To help market the decision, the 34-year-old who has fresh-scrubbed good looks and an ebullient personality began producing the kind of lively, fun skin-care videos that are taking social media channels by storm. She appeared smiling, her face slathered in various masques, dancing to a punchy soundtrack.


Perri also came up with innovative, feel-good marketing strategies such as the “Mask Challenge,” which encouraged customers to take a picture of themselves in a facial masque, tag Skinprovement and post to Instagram with the hashtag #ThanksHealthHeroes. Skinprovement has 14,700 followers on Instagram and managed to do a brisk business online.


The change in selling tactics was huge, a big hustle, but it still only resulted in a small fraction of the income she normally made, given that 80 percent of it is derived from services done in her clinic, on the face.


Skinprovement was finally allowed to reopen in June, and Perri and her staff suited up in full personal protective equipment (PPE) and showed it all off on Instagram. But regulations still required clients to keep masks on during procedures, which was problematic for the ongoing health of her business.
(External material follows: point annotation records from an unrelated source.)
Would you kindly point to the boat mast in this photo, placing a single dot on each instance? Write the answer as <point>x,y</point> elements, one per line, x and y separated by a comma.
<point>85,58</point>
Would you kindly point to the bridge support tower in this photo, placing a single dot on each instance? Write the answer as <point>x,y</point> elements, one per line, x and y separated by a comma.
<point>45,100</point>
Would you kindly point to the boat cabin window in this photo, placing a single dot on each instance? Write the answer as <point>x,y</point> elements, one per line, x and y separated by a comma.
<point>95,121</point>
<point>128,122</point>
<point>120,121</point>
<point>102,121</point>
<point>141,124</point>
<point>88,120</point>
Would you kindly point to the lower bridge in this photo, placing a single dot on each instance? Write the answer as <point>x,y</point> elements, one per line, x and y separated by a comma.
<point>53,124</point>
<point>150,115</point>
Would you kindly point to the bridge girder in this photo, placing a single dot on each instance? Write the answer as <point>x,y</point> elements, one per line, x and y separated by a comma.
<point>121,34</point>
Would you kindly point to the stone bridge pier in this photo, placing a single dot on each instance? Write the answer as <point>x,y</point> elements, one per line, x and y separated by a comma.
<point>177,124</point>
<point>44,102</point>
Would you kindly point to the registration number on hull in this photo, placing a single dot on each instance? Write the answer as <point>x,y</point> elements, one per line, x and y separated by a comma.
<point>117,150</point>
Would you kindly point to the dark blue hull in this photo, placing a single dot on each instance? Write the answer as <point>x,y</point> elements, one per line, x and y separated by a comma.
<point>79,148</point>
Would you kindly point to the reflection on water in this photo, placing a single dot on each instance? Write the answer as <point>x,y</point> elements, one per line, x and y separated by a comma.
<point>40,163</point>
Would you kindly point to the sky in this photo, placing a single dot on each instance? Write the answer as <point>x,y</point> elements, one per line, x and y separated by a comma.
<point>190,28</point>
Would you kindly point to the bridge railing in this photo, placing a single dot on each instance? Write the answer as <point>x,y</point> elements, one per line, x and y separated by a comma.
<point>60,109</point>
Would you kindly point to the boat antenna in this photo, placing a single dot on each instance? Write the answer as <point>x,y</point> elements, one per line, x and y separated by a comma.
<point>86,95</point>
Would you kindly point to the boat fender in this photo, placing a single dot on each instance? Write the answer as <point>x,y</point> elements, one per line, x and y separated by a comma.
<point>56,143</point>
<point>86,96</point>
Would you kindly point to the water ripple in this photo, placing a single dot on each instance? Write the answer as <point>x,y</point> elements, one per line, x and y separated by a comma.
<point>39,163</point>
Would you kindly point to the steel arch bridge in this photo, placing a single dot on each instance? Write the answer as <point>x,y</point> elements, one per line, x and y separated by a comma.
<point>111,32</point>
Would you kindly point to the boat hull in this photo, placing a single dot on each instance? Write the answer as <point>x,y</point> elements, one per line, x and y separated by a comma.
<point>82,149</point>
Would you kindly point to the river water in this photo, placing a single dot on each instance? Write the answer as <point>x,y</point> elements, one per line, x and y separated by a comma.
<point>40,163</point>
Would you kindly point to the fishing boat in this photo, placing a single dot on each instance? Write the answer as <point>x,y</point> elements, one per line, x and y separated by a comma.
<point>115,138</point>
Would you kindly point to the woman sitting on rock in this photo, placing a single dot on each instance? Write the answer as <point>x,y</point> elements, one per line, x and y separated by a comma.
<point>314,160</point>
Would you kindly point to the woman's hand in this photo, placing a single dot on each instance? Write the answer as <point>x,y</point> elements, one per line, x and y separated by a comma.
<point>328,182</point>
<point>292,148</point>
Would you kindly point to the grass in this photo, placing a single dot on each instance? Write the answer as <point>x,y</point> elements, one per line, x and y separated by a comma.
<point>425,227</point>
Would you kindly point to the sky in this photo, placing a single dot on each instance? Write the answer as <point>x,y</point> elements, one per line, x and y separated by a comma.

Perri saw the new provincial regulations as unfair. Why could people from different households eat, unmasked, at the same table indoors at a restaurant, but she wasn’t allowed to work on a client’s face while she was clad in full PPE?


She felt her industry was misunderstood, since skin-care clinics had long been taking great pains to control infections given the sensitive nature of their work. Furthermore, spa sessions are one on one, and there are no large gatherings.


“Our business is touching people’s faces,” Perri said. “We were clean before COVID. I’m a certified phlebotomist. I know how to deal with blood. I know how to control infection in our salon.”


She decided the government needed to hear her industry’s specific concerns more directly: She created a petition on Change.org, she put up a website, a call to action for the industry, and she cold-called hundreds of other skin-care specialists.


“These are my competitors. I said, ‘We don’t have a voice and I think it’s time we come together,'” she said.


Not content to go through established industry groups such as the Canadian Federation for Independent Business, business owners such as Perri in industries ranging from personal care to gyms to retailers have been busy forming lobby groups and stepping up their efforts to voice their concerns about being unfairly singled out for closure or more onerous restrictions than other sectors receive.